Many countries have climate-protection policies designed to conserve tropical forests to keep their carbon locked up in trees. But the new study suggests these policies could miss some of the most diverse forests because there is no clear connection between the number of tree species in a forest and how much carbon that forest stores.
Lead author Dr Martin Sullivan, from the School of Geography at the University of Leeds, said: “International programmes often encourage the conservation of forests with high carbon stocks, because their focus is to try to slow climate change. Until now, we didn’t know whether these programmes would also automatically protect the most biodiverse forests. It turns out they probably won’t.”
A team of scientists from 22 countries measured both tree diversity and the amount of carbon stored in 360 locations across the lowland rainforests of the Amazon, Africa and Asia. In each plot the carbon stored was calculated using the diameter and identity of every tree within a given hectare (2.5 acres). In total 200,000 trees were measured in the study.

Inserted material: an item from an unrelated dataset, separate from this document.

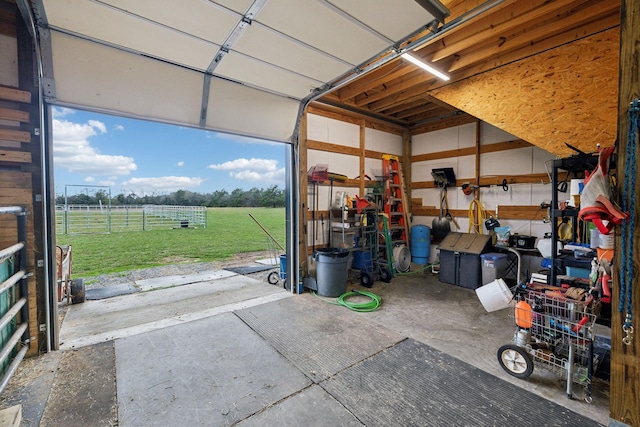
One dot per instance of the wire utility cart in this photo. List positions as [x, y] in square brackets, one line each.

The results, published in Scientific Reports, show that African tropical forests, spanning the Congo and West Africa store high levels of carbon, but are the least species rich. Forests in the Amazon and Asia, mostly in Borneo, have the greatest diversity of tree species, yet the Amazon tends to store less carbon per hectare than forests in Africa and Asia.
Co-author, Dr Joey Talbot, also from the University of Leeds, explained: “In many ecosystems, sites with more species tend to lock up more carbon. But this doesn’t work for tropical forests. Most tropical forests already have many species, and it may be that beyond a certain point adding even more species makes no difference to carbon stocks.”